I am not trying to punish you.

If you were being punished, there would be far more pain involved.  Look at the sky – it’s blue!  Look at the sun – it’s shining!  It’s the middle of December and you do not have to wear a Michelin Man outfit.  If anything, I am rewarding you with good, honest work in the garden; making you stronger, fitter, and bursting with character.  Rake!

It is not my tree.

I did not pick it.  I did not plant it.  I was not guilty of deluding myself that a fifty foot Silver Maple was a good choice in a tiny front yard.  I was not even alive when this heinous horticultural act was committed.   It came with the house; and for that matter, if you want to talk “ownership” of this tree – here’s the number for Wells Fargo.

And let’s not forget, child of my heart, that you are the only one who actually uses this tree in any meaningful way.  You climb on it, you swing from it, and in the summertime you use its massive bulk as a shield in water balloon wars.  I’m just the shmuck who tries to stop it killing my plants.  Rake!

Your rake will not work if you use it improperly.

I know a child of your generation might have a difficult time understanding this concept; but a leaf rake does not come equipped with a two cylinder engine.  It is not automatically propelled.  It must be pushed and pulled by its user in a purposeful manner which will eventually result in a small pile of leaves being formed. There is no app for that.  Rake!

There is more to raking leaves than raking.

Once you have raked the leaves, they must be put somewhere.  It does no good whatsoever to make the world’s tallest pile of leaves and then slink away.  If you do so, one of three things will happen:  a) we will have a wind storm tonight that breaks North American records; b) children that we have never seen before will find this pile and merrily re-distribute it all over the garden; or, c) it will be rained upon…and snowed upon….and various feral cats will use it as a litter box for the next five months; and you will think that I have forgotten that you never finished your chore.

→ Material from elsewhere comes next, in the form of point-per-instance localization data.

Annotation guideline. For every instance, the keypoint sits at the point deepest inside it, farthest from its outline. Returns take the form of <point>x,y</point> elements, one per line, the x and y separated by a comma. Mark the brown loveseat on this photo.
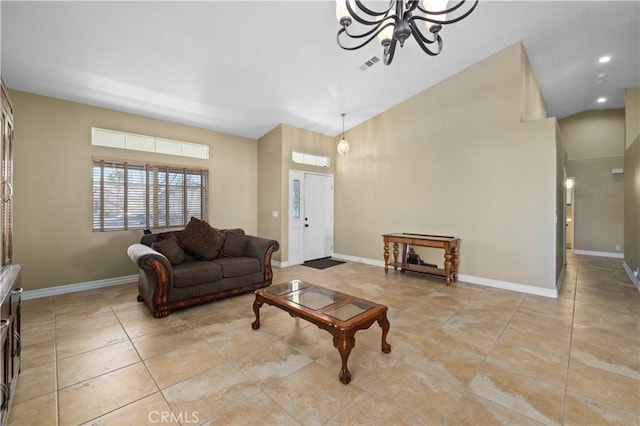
<point>199,264</point>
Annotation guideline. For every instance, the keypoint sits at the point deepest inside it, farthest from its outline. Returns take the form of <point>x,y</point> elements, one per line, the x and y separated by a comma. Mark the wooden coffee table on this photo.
<point>338,313</point>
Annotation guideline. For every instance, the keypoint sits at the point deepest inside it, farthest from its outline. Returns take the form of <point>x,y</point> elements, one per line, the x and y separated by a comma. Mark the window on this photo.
<point>310,159</point>
<point>122,140</point>
<point>129,195</point>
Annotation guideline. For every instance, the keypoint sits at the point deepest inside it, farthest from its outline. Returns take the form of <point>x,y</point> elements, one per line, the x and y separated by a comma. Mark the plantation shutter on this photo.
<point>128,195</point>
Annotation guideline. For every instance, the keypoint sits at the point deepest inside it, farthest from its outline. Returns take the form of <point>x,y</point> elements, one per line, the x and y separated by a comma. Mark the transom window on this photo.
<point>130,195</point>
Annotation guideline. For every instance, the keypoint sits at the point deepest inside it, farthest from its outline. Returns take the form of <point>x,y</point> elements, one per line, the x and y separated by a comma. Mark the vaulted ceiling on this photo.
<point>243,67</point>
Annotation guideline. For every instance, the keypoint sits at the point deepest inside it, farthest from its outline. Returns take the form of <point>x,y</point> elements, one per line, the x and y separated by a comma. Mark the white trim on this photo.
<point>560,279</point>
<point>635,280</point>
<point>595,157</point>
<point>487,282</point>
<point>599,253</point>
<point>279,264</point>
<point>72,288</point>
<point>506,285</point>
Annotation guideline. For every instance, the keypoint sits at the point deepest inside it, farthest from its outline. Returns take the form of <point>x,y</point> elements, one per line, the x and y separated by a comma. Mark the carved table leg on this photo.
<point>344,342</point>
<point>384,324</point>
<point>447,266</point>
<point>456,261</point>
<point>386,256</point>
<point>395,256</point>
<point>256,309</point>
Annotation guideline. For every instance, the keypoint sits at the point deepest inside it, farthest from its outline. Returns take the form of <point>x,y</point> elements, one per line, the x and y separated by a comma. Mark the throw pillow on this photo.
<point>235,243</point>
<point>171,250</point>
<point>201,240</point>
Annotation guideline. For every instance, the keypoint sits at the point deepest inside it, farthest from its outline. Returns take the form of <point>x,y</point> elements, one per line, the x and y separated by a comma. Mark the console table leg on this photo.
<point>447,267</point>
<point>386,257</point>
<point>256,309</point>
<point>456,261</point>
<point>384,324</point>
<point>395,256</point>
<point>344,342</point>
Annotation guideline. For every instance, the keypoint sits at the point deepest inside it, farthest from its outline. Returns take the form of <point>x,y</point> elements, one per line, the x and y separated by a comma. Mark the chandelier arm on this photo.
<point>357,36</point>
<point>389,52</point>
<point>445,12</point>
<point>375,30</point>
<point>420,37</point>
<point>357,16</point>
<point>368,11</point>
<point>424,43</point>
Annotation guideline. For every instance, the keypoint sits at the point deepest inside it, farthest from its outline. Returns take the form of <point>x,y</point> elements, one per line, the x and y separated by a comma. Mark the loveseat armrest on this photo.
<point>142,254</point>
<point>262,249</point>
<point>155,280</point>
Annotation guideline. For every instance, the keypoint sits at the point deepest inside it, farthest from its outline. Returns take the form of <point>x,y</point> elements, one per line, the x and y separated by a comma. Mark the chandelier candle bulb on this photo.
<point>435,6</point>
<point>397,22</point>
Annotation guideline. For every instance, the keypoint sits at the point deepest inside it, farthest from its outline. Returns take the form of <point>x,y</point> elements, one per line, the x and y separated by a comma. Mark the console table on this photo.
<point>450,245</point>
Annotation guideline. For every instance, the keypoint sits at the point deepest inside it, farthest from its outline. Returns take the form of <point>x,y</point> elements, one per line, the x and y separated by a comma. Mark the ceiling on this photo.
<point>243,67</point>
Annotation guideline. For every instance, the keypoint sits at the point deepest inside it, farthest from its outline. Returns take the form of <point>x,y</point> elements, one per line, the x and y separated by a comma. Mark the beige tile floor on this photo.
<point>461,355</point>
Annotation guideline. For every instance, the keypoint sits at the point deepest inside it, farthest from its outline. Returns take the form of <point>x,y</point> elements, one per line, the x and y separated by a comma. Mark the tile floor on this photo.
<point>461,355</point>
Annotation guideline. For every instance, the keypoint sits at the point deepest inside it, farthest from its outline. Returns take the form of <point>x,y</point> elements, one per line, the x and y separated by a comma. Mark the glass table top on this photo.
<point>315,298</point>
<point>288,288</point>
<point>348,311</point>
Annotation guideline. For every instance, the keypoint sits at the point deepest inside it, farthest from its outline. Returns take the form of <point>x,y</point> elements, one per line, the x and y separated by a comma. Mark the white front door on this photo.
<point>310,216</point>
<point>318,216</point>
<point>296,218</point>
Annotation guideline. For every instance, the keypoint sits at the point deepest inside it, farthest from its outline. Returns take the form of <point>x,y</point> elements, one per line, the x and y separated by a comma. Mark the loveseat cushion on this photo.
<point>235,243</point>
<point>201,240</point>
<point>196,272</point>
<point>237,266</point>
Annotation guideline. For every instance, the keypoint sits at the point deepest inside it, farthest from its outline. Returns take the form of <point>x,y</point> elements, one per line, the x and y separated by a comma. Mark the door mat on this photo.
<point>323,263</point>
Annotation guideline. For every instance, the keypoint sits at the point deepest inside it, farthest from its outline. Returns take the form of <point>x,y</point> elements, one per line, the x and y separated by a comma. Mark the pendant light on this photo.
<point>343,145</point>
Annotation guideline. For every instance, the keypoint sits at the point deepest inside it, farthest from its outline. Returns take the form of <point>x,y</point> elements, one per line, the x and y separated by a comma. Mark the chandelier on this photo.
<point>343,145</point>
<point>397,22</point>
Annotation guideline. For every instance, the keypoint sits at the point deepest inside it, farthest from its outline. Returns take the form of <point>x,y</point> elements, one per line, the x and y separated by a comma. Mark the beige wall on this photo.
<point>533,106</point>
<point>270,187</point>
<point>594,134</point>
<point>52,158</point>
<point>457,159</point>
<point>561,214</point>
<point>632,180</point>
<point>632,115</point>
<point>595,146</point>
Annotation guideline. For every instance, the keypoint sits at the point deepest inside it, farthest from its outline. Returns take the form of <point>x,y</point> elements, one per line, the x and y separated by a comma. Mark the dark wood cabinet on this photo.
<point>10,306</point>
<point>10,275</point>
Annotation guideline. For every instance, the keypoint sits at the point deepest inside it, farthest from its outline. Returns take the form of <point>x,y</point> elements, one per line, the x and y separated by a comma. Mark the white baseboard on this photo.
<point>72,288</point>
<point>615,254</point>
<point>487,282</point>
<point>635,280</point>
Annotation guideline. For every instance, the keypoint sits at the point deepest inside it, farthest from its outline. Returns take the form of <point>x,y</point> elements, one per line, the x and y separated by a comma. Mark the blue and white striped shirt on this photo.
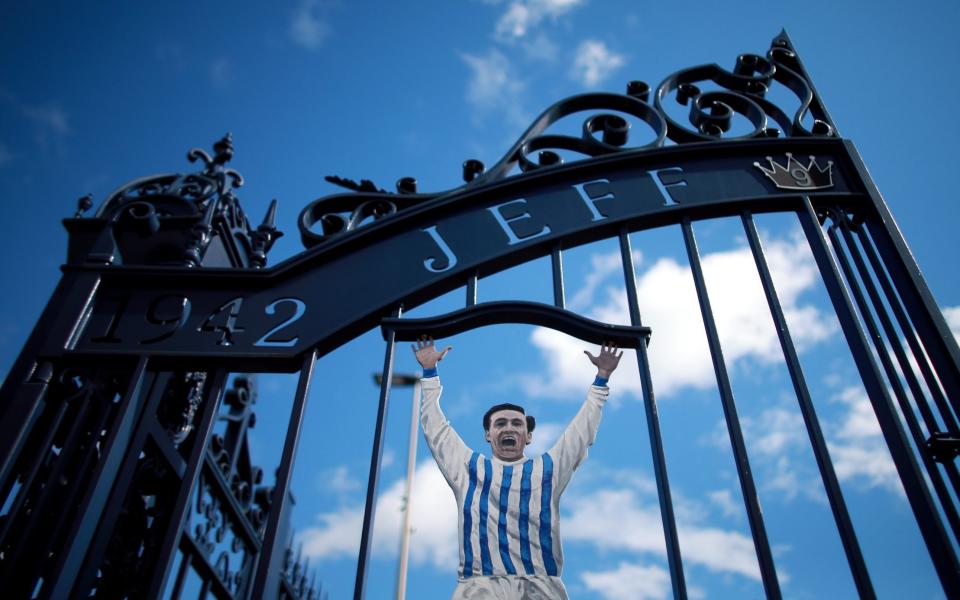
<point>509,522</point>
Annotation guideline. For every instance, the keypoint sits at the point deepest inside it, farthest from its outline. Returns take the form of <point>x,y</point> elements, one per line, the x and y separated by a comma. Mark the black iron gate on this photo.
<point>114,484</point>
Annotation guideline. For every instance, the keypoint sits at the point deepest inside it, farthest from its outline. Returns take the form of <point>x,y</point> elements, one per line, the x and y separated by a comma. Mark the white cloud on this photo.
<point>678,351</point>
<point>724,501</point>
<point>608,519</point>
<point>492,81</point>
<point>339,480</point>
<point>545,435</point>
<point>594,62</point>
<point>617,520</point>
<point>49,116</point>
<point>541,48</point>
<point>307,29</point>
<point>434,521</point>
<point>857,447</point>
<point>494,87</point>
<point>522,16</point>
<point>629,582</point>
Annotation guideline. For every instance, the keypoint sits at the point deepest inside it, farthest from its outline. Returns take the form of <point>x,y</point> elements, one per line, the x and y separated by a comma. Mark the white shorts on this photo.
<point>510,587</point>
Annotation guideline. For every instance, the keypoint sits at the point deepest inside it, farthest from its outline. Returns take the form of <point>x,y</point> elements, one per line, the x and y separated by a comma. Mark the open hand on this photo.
<point>607,361</point>
<point>426,352</point>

But when the spring comes….when you least expect it….when you’re about to go biking, or swimming, or kayaking or gaming….. there I will stand with rake in hand and a smile on my face. Except this time it will be the heavy duty rake – because a leaf rake can’t begin to handle that kind of crazy, mucky, slimy, stinky mess.  And then, then my child, you’ll wish you’d listened to your aged mother on a crisp winter’s day.  Rake!

Yes, you may feel sore after a few hours.

Consider yourself lucky.  Your father and I feel sore after a few minutes.  Rake!

Do not bring up Christmas vacation.

There is nothing more irritating than a well-fed, well-dressed and well-housed teenager using the Christmas season as an excuse to laze around on his well-nourished bottom while his parents race around in paroxysms of Christmas frenzy.  Not in my house.  Not on my watch.  Rake!

And for Heaven’s sake, don’t argue.

You’d think, after thirteen years on this planet with me as a parent, you’d understand that you are getting nowhere fast.  There isn’t an argument I cannot best, there isn’t a premise I cannot dissolve.  Had you been taught logic in school you might have had a chance.  As it is, your words are useless against the iron wit that is your mother.  Rake!

Oh, and if you need me, I’ll be inside, next to the fire, researching boarding schools in Canada – they have more maples than people up there.